Myth #02: International law does not apply on the Internet.
Matthias C. Kettemann

Myth: Since there is no international treaty regarding the Internet, along the lines of the Paris Agreement on climate change, international law does not apply to international subjects and their relations on, and mediated by, the Internet. States can do what they want online.


Busted: True enough: there is no one international treaty regulating cyberspace. But international law applies to the Internet fully and protects the security, stability, robustness, resilience and functionality of the Internet – its integrity – as a matter of common interest. Already the 2013 report of the UN Group of Governmental Experts, building on the Geneva and Tunis documents, confirmed that applying norms derived from existing international law relevant to the use of ICTs by states “is an essential measure to reduce risks to international peace, security and stability”. In its 2015 report, the Group went further and identified the commitment by states to certain key principles of the Charter and other international law as centrally important. These include sovereign equality, prohibition of the threat or use of force, respect for human rights and fundamental freedoms and non-intervention in the internal affairs of other states.

Apart from customary international law, general principles of international law also apply to online settings. These include the principles of due diligence and good neighbourliness which are implemented through confidence-building and capacity-building measures.

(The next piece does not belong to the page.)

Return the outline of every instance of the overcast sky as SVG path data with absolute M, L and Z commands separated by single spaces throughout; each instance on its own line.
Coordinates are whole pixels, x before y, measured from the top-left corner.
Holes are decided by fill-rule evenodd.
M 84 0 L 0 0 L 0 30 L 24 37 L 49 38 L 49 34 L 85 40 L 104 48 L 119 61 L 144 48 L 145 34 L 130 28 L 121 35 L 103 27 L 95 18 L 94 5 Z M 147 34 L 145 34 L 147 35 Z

There is also a normative argument to be made for applying international law to the Internet: it is ‘necessary’ law. International law is the only body of the law that can serve as the legitimate foundation of an internationally applicable order of norms, through which the exercise of international public authority can be legitimated and the distribution of goods and rights contested and discussed.

The Internet’s public core and the servers necessary for it to function are both indispensable for critical infrastructure (e.g. power grids) to work and, in themselves, critical (information) infrastructure. Safeguarding the Internet’s integrity (its security, stability, robustness, resilience and functionality) has both become an essential goal for international law and can only be ensured by international law.

International law of the Internet also provides the frame in which Internet governance approaches take place, the ‘practice’ of regulating the Internet (#1). Their relevance lies also in the observation that on the Internet the question of legality/illegality is often a false dichotomy. While law traditionally focused on that binarity, governance norms allow for the conceptualization and critique of regimes of responsibility and accountability: there are many shades of legality online. In light of the dynamic nature of the Internet, this variable normativity is a key characteristic of normative evolution.


Truth: While there is no international treaty dedicated to the Internet, international law fully applies. Customary rules and general principles of international law define the power and limits of international actors and, as is common with international law, almost all states respect almost all rules. When more policy-oriented questions need to be solved, Internet governance approaches complement international law.


Source: Group of Governmental Experts Group of Governmental Experts on Developments in the Field of Information and Telecommunications in the Context of International Security, UN Doc. A/70/174 of 22 July 2015; Matthias C. Kettemann, The Common Interest in the Protection of the Internet: An International Legal Perspective, in Benedek/de Feyter/Kettemann/Voigt (eds.), The Common Interest in International Law (Antwerp: Intersentia, 2014), 167-184.